LLVM C API string passing


I see there are many functions that take strings as pointer+size, which is great. There are also some functions that have variants for both taking a null terminated string and a pointer+size(eg. LLVMSetValueName+LLVMSetValueName2).

But there are many functions that only take strings as C strings, which I don’t like because in many cases I need to copy the string somewhere and add a 0, which is not ideal.

The question is what’s the general opinion on having functions that take pointer+size, and if it would be a good idea that for each function that takes C strings, to add a “2” variant that takes pointer+size, like:

LLVMValueRef LLVMAddFunction(LLVMModuleRef M, const char *Name, LLVMTypeRef FunctionTy);

LLVMValueRef LLVMAddFunction2(LLVMModuleRef M, const char *Name, size_t NameLen, LLVMTypeRef FunctionTy);

I would be happy to try and do that if people want it.

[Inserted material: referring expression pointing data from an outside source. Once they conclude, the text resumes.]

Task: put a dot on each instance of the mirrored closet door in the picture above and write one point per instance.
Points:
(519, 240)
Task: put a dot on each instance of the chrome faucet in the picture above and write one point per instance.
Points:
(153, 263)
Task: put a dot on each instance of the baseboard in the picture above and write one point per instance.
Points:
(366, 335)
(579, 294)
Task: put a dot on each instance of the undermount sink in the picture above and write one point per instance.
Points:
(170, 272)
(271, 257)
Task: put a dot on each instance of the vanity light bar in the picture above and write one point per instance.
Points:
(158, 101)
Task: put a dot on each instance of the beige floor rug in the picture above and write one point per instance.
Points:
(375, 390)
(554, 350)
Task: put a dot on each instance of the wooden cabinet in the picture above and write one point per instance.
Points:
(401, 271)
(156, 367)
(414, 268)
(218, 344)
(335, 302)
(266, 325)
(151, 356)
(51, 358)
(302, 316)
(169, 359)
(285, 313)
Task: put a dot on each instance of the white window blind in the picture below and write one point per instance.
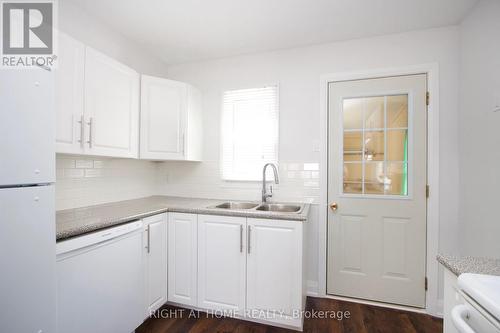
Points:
(249, 132)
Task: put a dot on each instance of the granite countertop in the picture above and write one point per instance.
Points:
(78, 221)
(477, 265)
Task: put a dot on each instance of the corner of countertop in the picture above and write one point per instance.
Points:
(469, 264)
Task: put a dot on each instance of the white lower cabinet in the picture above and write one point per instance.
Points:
(250, 268)
(274, 271)
(221, 263)
(182, 258)
(155, 228)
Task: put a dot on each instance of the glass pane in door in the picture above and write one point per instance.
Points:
(375, 147)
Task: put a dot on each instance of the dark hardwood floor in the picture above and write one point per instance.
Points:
(362, 319)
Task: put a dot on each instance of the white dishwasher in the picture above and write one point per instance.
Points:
(480, 311)
(100, 281)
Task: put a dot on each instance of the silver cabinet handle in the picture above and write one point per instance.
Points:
(149, 239)
(249, 231)
(82, 130)
(183, 143)
(90, 123)
(241, 238)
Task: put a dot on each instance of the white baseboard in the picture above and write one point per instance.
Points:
(439, 309)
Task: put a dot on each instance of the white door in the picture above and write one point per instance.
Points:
(69, 78)
(28, 258)
(27, 126)
(156, 261)
(377, 183)
(163, 118)
(274, 266)
(111, 106)
(182, 258)
(221, 262)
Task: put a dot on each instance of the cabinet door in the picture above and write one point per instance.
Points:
(182, 258)
(194, 128)
(156, 261)
(221, 262)
(274, 266)
(111, 106)
(163, 118)
(69, 88)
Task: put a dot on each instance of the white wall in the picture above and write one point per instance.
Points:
(298, 73)
(480, 131)
(77, 23)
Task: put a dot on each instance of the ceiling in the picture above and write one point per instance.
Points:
(189, 30)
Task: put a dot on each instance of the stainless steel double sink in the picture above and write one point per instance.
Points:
(265, 207)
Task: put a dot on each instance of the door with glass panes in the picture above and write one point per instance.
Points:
(377, 189)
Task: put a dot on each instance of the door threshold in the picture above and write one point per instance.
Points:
(380, 304)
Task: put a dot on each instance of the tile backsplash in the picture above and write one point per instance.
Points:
(299, 182)
(83, 181)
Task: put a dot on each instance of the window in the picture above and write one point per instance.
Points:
(249, 132)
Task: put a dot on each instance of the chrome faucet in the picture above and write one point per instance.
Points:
(269, 194)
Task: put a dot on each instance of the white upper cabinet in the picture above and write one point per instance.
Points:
(170, 120)
(69, 89)
(221, 262)
(111, 106)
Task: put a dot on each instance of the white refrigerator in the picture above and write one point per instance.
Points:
(27, 209)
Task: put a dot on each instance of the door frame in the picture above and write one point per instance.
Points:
(433, 304)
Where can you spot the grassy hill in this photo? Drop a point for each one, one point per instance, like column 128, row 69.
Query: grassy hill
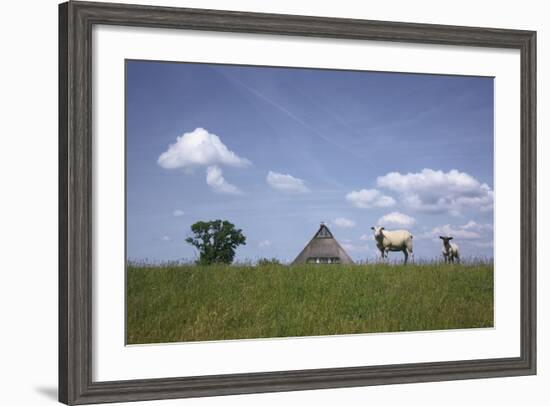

I wouldn’t want to have both variants of all functions by design, but it makes sense to me to have a policy that “pointer + size” is preferred for the C API. This would mean that adding a version 2 with “pointer + size” for old functions is okay, but any new functions that are added should have only a “pointer + size” version.

So would it be ok for me to add the version 2 for functions that do not take pointer+size?

How about introducing an LLVMStringRef opaque struct that can be “constructed” from pointer + size or from a C string given that the underlying C++ APIs want a StringRef anyway? We’ve taken that approach in MLIR to represent StringRefs and that worked reasonably well so far.

1 Like

I think the LLVMStringRef approach would’ve been a good idea if it was done from the start.
Adding a third way to pass strings seems a bit confusing at best, and I don’t think going back and breaking the current functions by changing every string to a LLVMStringRef is a good idea.

Stronger than that: No existing function’s API can be changed. The LLVM C API has a rigid backwards compatibility guarantee.